Satan's Devices
| Author | John Wesley |
|---|---|
| Type | sermon |
| Year | 1750 |
| Passage ID | jw-sermon-042-002 |
| Words | 288 |
I. 1. I am, First, to point out the several ways whereby Satan endeavours to destroy the first work of God in the soul, or at least to hinder its increase by our expectation of that greater work. And, 1. He endeavours to damp our joy in the Lord by the consideration of our own vileness, sinfulness, unworthiness; added to this, that there must be a far greater change than is yet, or we cannot see the Lord. If we knew we must remain as we are even to the day of our death, we might possibly draw a kind of comfort, poor as it was, from that necessity.

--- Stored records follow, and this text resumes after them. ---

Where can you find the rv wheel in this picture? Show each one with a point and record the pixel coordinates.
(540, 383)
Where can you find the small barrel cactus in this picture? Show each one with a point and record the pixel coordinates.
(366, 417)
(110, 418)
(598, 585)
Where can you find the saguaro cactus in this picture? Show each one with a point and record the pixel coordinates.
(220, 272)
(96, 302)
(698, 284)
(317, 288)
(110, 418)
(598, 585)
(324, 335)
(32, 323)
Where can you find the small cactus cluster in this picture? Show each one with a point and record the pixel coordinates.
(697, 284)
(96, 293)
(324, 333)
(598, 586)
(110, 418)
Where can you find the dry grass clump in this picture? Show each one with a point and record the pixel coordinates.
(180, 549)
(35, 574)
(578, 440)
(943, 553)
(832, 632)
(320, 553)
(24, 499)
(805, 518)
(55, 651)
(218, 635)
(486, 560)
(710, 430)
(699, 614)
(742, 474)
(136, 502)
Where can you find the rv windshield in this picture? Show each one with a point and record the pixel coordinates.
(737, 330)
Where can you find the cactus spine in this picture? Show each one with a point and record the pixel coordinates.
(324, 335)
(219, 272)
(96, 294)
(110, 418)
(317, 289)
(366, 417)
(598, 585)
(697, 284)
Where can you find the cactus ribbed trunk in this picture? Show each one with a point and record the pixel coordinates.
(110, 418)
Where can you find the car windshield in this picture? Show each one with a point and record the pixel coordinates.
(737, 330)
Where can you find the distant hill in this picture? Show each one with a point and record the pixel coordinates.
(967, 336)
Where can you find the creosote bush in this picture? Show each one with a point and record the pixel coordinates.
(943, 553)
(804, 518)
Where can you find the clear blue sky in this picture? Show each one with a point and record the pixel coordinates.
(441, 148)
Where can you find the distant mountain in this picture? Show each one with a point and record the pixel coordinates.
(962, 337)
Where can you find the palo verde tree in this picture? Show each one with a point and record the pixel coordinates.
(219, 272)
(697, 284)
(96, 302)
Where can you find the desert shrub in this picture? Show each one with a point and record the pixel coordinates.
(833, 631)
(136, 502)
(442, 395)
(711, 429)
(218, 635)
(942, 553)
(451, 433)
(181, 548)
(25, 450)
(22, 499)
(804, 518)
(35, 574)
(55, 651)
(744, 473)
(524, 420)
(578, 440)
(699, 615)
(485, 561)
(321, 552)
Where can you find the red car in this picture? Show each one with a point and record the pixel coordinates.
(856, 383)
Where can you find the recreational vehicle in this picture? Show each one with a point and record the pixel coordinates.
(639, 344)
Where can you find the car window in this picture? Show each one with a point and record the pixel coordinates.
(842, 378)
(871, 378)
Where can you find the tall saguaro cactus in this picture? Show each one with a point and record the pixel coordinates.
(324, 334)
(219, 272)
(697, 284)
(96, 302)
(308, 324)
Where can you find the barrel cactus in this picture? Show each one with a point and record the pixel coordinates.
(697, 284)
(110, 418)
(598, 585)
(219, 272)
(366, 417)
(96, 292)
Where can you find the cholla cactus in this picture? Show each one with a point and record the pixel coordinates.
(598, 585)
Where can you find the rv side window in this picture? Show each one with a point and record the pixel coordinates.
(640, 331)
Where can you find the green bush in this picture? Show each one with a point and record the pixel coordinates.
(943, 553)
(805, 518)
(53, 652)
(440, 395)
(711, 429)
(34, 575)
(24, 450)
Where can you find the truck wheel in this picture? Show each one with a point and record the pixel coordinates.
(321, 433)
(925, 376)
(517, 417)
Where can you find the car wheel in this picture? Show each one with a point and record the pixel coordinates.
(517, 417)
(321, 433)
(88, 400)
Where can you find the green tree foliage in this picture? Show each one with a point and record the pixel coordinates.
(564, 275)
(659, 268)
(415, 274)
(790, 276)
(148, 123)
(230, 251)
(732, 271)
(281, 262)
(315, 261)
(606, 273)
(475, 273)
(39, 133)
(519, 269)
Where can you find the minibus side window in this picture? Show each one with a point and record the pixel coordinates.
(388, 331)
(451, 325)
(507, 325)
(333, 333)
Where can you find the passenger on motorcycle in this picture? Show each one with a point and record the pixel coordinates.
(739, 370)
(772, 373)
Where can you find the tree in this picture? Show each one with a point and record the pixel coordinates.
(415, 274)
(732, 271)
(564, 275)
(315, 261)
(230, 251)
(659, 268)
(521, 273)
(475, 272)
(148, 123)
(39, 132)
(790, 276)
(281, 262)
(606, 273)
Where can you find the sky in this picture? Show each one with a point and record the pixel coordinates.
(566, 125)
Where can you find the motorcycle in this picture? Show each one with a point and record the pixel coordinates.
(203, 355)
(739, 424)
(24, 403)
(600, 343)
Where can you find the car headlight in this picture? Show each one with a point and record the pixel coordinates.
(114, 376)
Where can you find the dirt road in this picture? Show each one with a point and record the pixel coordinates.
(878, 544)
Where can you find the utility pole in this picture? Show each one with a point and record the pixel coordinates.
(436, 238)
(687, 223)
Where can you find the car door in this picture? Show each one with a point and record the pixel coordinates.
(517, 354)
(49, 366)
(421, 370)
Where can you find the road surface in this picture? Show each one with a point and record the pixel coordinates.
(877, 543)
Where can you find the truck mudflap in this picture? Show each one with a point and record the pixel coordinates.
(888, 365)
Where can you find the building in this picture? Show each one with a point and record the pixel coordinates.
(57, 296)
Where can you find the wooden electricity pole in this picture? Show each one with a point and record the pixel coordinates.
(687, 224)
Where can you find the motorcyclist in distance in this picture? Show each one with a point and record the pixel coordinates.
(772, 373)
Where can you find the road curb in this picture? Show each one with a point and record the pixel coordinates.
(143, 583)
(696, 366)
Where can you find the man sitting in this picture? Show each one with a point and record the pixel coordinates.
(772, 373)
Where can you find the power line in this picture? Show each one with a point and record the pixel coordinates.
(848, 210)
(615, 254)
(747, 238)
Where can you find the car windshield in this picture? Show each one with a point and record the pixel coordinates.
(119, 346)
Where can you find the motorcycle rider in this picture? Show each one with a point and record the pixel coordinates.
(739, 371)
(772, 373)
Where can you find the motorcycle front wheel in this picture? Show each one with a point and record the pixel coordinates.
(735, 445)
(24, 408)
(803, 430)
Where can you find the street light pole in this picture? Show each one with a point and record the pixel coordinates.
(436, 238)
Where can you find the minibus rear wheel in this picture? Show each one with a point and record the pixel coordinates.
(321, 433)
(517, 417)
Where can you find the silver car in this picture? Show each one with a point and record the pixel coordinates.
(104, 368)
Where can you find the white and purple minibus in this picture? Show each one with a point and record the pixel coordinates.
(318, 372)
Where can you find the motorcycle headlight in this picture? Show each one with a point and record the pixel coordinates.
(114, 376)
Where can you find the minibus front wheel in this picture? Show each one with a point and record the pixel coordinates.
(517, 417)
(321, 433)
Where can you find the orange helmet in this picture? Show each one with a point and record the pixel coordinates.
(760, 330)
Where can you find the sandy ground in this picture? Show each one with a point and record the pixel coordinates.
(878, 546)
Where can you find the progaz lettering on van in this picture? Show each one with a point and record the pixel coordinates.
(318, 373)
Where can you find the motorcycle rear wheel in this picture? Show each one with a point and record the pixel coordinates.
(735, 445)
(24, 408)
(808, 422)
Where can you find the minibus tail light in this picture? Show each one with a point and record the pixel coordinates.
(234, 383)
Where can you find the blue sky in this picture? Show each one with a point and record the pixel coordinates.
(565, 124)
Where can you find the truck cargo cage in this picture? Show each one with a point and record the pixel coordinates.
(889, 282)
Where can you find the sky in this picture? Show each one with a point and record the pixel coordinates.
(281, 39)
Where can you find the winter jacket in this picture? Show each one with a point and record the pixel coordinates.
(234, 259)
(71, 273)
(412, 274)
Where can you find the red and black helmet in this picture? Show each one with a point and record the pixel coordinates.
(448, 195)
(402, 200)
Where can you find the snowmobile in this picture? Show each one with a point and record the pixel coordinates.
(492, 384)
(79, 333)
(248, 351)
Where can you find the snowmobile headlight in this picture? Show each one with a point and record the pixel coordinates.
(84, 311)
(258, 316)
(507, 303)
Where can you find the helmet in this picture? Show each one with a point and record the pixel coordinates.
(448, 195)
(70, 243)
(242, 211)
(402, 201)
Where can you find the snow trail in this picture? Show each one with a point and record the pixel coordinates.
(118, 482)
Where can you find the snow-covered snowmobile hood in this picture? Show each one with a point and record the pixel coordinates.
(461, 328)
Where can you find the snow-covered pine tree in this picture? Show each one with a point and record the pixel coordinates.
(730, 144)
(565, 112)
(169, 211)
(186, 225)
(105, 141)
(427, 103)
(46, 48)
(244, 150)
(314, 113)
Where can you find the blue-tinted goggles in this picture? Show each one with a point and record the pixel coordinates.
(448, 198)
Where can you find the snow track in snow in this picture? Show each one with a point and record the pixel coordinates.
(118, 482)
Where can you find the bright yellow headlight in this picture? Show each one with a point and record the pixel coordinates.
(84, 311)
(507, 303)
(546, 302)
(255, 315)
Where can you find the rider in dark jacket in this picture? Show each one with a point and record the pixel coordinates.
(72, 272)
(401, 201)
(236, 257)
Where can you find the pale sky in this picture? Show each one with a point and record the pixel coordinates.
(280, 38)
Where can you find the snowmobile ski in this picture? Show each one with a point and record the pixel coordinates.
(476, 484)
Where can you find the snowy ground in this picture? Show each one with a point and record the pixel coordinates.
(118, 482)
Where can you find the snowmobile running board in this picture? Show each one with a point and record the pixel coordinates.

But as we know, we need not remain in this state, as we are assured there is a greater change to come, and that unless sin be all done away in this life we cannot see God in glory, -- that subtle adversary often damps the joy we should otherwise feel in what we have already attained, by a perverse representation of what we have not attained, and the absolute necessity of attaining it. So that we cannot rejoice in what we have, because there is more which we have not. We cannot rightly taste the goodness of God, who hath done so great things for us, because there are so much greater things which as yet he hath not done. Likewise, the deeper conviction God works in us of our present unholiness, and the more vehement desire we feel in our heart of the entire holiness he hath promised, the more are we tempted to think lightly of the present gifts of God, and to undervalue what we have already received because of what we have not received.